To apply custom allocation reconciliation, on the Navigator select a group item one level above the level at which the proportions are defined and then select the Custom Allocation icon in the Group Level group on the Forecasting tab. Alternatively, you may right click on the group level item on the Navigator and select Forecasting > Group Level > Custom Allocation from the context menu. In either case, you will see a \CALL modifier appear on the group level item which you selected.
The third icon that appears in the Group Level group on the Forecasting tab is Indexes. Clicking the Indexes icon applies an \INDEXES modifier to the selected group level item on the Navigator. Using Indexes directs Forecast Pro to calculate multiplicative seasonal indexes at the selected group level and then use those indexes to de-seasonalize the histories for the nested end-items and groups.

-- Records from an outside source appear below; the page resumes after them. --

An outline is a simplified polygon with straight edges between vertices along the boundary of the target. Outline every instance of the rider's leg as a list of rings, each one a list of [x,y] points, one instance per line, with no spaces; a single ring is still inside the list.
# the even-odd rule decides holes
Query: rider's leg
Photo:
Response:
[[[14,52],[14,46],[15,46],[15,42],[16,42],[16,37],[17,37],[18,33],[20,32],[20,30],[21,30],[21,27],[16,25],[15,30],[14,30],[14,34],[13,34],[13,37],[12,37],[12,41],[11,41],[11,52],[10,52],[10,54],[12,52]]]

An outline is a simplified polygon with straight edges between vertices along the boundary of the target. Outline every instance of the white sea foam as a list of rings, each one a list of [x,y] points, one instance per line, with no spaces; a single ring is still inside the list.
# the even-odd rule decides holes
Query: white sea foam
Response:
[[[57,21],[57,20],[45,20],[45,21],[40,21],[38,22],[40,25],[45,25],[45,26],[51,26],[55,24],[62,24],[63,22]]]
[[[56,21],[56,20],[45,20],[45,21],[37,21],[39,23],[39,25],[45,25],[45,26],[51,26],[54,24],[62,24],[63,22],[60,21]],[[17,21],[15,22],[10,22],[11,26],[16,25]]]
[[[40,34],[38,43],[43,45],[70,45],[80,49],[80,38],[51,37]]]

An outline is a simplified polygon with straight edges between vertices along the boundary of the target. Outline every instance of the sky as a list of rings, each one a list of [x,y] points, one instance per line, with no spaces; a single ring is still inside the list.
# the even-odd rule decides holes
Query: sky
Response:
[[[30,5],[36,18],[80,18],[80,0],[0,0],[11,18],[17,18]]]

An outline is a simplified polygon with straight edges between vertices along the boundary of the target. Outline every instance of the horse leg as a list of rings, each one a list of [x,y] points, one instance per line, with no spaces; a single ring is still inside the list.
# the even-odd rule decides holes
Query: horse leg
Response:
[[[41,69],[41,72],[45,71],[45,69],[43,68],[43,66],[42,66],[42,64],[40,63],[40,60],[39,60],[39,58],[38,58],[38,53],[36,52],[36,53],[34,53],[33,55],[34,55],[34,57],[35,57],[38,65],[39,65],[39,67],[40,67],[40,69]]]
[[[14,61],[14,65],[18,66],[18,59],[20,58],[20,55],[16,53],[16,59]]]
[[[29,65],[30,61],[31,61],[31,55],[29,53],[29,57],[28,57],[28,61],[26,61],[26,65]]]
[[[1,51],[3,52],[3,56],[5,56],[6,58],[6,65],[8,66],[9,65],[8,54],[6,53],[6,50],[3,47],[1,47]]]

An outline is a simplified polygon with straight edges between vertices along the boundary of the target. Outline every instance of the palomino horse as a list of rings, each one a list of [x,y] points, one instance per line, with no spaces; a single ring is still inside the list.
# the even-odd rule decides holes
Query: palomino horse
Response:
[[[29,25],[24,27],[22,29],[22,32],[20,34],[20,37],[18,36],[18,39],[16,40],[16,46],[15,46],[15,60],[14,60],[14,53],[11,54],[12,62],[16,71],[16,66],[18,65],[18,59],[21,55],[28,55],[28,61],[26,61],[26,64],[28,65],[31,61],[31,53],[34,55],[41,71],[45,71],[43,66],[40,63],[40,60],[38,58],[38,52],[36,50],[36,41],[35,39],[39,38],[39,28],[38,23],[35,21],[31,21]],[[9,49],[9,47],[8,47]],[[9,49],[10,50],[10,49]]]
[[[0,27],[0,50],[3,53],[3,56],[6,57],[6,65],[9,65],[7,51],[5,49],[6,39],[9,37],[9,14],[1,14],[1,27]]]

The de-seasonalized series are then forecasted and subsequently re-seasonalized.
The Indexes approach works well when the end-items share the same seasonality. It allows one to deal with items whose histories are too short to calculate seasonality.
Indexes can be used if the selected group level series does not include zeros or negative numbers. You cannot nest \INDEXES groups within each other. Model parameters are re-estimated for each end-item and nested group of the \INDEXES group.
Now consider the case where both the \TOPDOWN and \INDEXES keywords are used for Retail and Commercial. In this case, Forecast Pro extracts seasonal indexes for these groups at the group level. It then de-seasonalizes each end-item’s history using the indexes from the parent group, forecasts the resulting nonseasonal data, and then re-seasonalizes the forecasts. The forecasts are then reconciled using a top-down procedure as already described.
A note about negative values
In a multiple-level problem, it is assumed that the data are basically nonnegative—the aggregate level data must be non-negative, but the item level data can include a few negatives.
Negative sales figures are relatively common since many companies register returns as negative sales. Furthermore, returns are often accumulated on the books and taken as occasional “hits” on sales. While this may make good accounting sense, it raises forecasting problems and will certainly decrease accuracy. Ideally, companies would either distribute returns to the months in which the products were shipped or maintain returns as an entirely different historic record. Nevertheless, listing sales as negative is common and must be dealt with in some way.
Beyond an expected decrease in accuracy for forecasts from a product with negative sales, negatives pose a technical problem for product hierarchies. Multiplicative seasonal indexes cannot be extracted from a nonpositive series, and additive indexes cannot be disaggregated to nested products. Thus, if the group level data contain negatives, Forecast Pro will use an additive index model and seasonal disaggregation will not be allowed (i.e., the \INDEXES flag will be ignored). In the case of positive group level data with negative values in the constituent data, the multiplicative adjustment of negative values may have a different effect than one expects—a seasonal index of 1.5 to a sales figure -100 yields the value -150.
Top-down adjustment is also problematic when negative forecast values are involved. Therefore, Forecast Pro clips negative forecasts to zero if you have specified top-down disaggregation, regardless of how you have set Allow negative forecasts in the Basics Tab on the Options dialog box.